Diversify your investment portfolio
Basically, CFD stands for Contracts for Difference and it is very much a type of speculative investment. You use leverage to invest in shares in which you make use of a small percentage known as the ‘initial margin’ of the full contract value which can work both ways. What happens here is that you can get involved in the price movement of an asset but technically, you do not own the asset. Whichever way it goes, you pay or acquire the difference in the price.
Who is involved in CFD trading?
2 parties are directly involved. You (the investor) and the CFD broker. You will decide on which underlying asset to invest in and the broker will manage the movement between the opening and closing price of the asset. In this context, you can take the role of either the seller or the buyer. Your role basically speculates whether the value of an asset would increase or decrease.
- You enter into a Buy position if you speculate that the value will go up. This is also known as the long position.
- You enter into a Sell position if you speculate the value will go down. This is also known as the short position.
In Malaysia, the Securities Commission (SC) has certain regulations related to CFD investments.
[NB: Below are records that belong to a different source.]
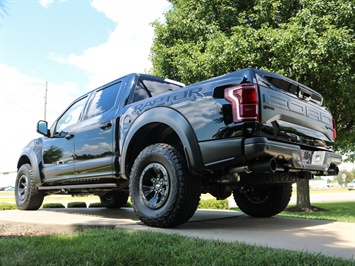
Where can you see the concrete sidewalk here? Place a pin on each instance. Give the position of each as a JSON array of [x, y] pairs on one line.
[[334, 239]]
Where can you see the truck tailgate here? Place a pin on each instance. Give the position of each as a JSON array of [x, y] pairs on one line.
[[294, 111]]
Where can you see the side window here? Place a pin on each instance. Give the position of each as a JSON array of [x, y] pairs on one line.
[[71, 116], [140, 93], [103, 101]]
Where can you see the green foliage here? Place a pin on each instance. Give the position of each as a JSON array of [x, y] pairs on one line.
[[76, 204], [311, 41], [52, 205], [127, 247], [7, 206], [214, 204]]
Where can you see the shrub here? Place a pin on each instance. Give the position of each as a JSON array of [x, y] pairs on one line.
[[77, 204], [52, 205], [214, 204], [7, 206]]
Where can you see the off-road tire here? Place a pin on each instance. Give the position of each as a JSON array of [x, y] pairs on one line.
[[114, 199], [27, 195], [163, 193], [263, 200]]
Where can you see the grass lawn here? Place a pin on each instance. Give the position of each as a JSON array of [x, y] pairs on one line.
[[128, 247]]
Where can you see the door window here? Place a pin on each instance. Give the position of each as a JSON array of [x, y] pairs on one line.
[[103, 101], [71, 116]]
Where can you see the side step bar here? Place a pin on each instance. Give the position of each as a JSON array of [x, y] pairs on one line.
[[108, 185]]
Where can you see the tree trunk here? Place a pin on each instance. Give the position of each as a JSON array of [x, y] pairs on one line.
[[303, 195]]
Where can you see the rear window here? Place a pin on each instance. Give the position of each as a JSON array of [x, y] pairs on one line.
[[157, 87]]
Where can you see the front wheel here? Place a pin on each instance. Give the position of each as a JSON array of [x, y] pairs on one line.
[[263, 200], [162, 191], [27, 195]]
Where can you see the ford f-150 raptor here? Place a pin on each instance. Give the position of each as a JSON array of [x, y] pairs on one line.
[[248, 133]]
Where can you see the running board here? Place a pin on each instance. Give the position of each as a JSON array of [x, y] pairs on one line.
[[108, 185]]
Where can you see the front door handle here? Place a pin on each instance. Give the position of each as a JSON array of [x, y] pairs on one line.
[[105, 125], [69, 136]]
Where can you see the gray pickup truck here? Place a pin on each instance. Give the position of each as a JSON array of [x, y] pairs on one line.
[[248, 133]]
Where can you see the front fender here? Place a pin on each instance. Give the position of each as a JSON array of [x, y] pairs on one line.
[[176, 122]]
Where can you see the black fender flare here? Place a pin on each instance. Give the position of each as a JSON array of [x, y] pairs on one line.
[[28, 154], [179, 124]]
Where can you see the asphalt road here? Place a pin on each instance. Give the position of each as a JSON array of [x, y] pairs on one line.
[[329, 238]]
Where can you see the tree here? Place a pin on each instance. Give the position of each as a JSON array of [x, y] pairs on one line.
[[311, 41]]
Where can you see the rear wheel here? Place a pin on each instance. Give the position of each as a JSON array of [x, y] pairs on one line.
[[27, 195], [263, 200], [114, 199], [162, 191]]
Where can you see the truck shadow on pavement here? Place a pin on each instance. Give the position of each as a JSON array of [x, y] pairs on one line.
[[329, 238]]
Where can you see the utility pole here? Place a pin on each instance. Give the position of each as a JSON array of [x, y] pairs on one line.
[[45, 101]]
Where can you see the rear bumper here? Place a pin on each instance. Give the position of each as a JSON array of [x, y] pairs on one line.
[[319, 162]]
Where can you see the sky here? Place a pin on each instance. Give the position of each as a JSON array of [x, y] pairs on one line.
[[74, 46]]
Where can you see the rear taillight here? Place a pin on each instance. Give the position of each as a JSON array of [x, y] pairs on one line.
[[245, 102], [334, 129]]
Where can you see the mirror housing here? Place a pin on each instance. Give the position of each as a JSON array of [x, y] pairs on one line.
[[42, 128]]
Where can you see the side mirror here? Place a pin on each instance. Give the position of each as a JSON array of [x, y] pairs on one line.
[[42, 128]]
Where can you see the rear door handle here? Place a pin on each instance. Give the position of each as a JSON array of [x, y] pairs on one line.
[[105, 125]]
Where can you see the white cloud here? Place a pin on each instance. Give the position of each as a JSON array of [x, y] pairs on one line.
[[22, 105], [45, 3], [128, 47]]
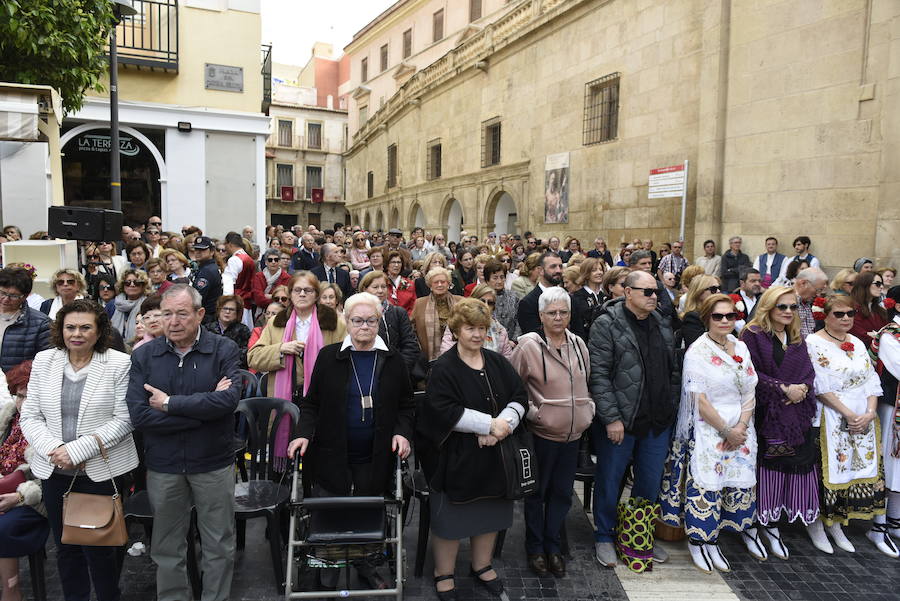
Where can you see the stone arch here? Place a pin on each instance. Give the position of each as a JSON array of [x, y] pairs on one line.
[[416, 216], [452, 218], [501, 212]]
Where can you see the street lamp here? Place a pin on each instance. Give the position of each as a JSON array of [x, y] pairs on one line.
[[121, 8]]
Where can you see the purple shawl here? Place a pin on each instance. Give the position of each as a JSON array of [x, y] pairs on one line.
[[781, 422]]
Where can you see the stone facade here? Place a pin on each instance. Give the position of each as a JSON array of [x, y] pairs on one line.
[[788, 112]]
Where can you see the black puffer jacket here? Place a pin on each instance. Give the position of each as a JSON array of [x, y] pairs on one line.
[[617, 370], [25, 338], [396, 331]]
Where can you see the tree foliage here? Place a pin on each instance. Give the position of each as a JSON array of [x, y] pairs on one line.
[[59, 43]]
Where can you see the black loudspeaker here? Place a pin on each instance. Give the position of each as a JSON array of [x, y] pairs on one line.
[[78, 223]]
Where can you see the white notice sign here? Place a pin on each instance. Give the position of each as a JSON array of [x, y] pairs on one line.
[[667, 182]]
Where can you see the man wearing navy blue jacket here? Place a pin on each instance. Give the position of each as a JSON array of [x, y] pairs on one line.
[[182, 395]]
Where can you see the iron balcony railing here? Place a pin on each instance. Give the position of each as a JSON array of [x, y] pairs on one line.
[[149, 39]]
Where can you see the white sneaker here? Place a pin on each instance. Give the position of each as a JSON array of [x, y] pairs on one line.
[[751, 540], [817, 535], [773, 537], [715, 553], [840, 539], [700, 557], [879, 535]]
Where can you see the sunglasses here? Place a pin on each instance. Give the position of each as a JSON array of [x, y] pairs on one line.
[[724, 316], [784, 307], [647, 291]]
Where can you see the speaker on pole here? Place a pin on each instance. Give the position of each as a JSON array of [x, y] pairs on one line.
[[78, 223]]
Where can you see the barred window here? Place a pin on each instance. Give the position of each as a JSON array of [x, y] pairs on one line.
[[407, 43], [601, 109], [433, 165], [474, 10], [313, 179], [437, 22], [490, 142], [285, 132], [392, 165]]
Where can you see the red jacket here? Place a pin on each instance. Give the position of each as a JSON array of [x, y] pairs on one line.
[[404, 296], [243, 287], [259, 287]]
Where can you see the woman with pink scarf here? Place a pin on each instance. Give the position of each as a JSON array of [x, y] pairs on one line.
[[290, 343]]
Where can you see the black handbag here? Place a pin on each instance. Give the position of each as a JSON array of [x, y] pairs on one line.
[[519, 463]]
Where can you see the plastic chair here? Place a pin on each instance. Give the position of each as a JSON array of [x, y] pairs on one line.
[[264, 494]]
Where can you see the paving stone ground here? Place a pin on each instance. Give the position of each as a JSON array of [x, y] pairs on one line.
[[807, 576]]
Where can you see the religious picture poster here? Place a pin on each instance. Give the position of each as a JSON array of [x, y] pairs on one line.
[[556, 188]]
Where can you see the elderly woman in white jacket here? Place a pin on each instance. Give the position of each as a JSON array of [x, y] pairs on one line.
[[76, 402]]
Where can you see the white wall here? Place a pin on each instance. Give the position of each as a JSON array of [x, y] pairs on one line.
[[23, 185]]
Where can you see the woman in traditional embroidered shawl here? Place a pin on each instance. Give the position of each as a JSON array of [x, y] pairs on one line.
[[710, 480], [848, 389], [786, 404]]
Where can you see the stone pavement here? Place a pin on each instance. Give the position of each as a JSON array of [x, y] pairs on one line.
[[807, 576]]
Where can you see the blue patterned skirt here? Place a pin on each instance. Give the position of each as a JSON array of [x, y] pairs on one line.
[[702, 513]]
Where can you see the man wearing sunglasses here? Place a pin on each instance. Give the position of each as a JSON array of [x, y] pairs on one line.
[[749, 291], [635, 384]]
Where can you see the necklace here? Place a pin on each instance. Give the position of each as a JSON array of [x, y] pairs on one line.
[[835, 337], [723, 345]]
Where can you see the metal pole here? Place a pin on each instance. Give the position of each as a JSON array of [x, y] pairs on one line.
[[115, 184], [683, 202]]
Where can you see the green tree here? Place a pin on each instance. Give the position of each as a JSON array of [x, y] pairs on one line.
[[59, 43]]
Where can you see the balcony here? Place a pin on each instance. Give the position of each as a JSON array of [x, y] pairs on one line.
[[149, 39], [297, 143]]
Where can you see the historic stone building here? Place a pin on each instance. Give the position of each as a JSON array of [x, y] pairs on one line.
[[548, 115]]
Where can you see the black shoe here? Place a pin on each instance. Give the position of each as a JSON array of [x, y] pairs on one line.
[[495, 586], [538, 564], [557, 565], [445, 595]]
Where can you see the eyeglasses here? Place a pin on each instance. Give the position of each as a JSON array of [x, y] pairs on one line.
[[724, 316], [358, 322], [647, 291]]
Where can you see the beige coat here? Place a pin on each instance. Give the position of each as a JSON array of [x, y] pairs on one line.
[[265, 355]]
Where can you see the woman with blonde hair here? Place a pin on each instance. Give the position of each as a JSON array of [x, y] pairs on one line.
[[788, 482], [701, 288], [843, 280], [68, 285]]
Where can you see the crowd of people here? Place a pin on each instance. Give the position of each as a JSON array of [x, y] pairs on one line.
[[737, 393]]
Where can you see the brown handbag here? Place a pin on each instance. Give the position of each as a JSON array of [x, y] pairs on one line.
[[94, 520]]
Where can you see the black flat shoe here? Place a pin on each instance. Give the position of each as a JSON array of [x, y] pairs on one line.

This is to ensure that investors in Malaysia are protected and that nothing outside the law is carried out.
Starting your CFD investments
Generally, you want to buy low and sell high if you want to earn a good profit. In ‘Long Exposure’ or ‘Going Long’, you buy at a particular price with the aim that the market value will go up. However, you can also make some profit if the asset price drops. You will be selling here which is also known as ‘Going Short’ or ‘Short Exposure’.
Whichever side of the market you take, the more it moves, the more money you will profit. That said, it also means that if the market direction is not in your favor, you stand to lose too. This is an interesting investment engine for those who do not have large capital to work with. In most cases, you need to have at least 10% of the underlying asset you want to buy. When the time is up, you will either take home the difference or pay the amount. So, you need to be extra careful not to overinvest in CFD trading.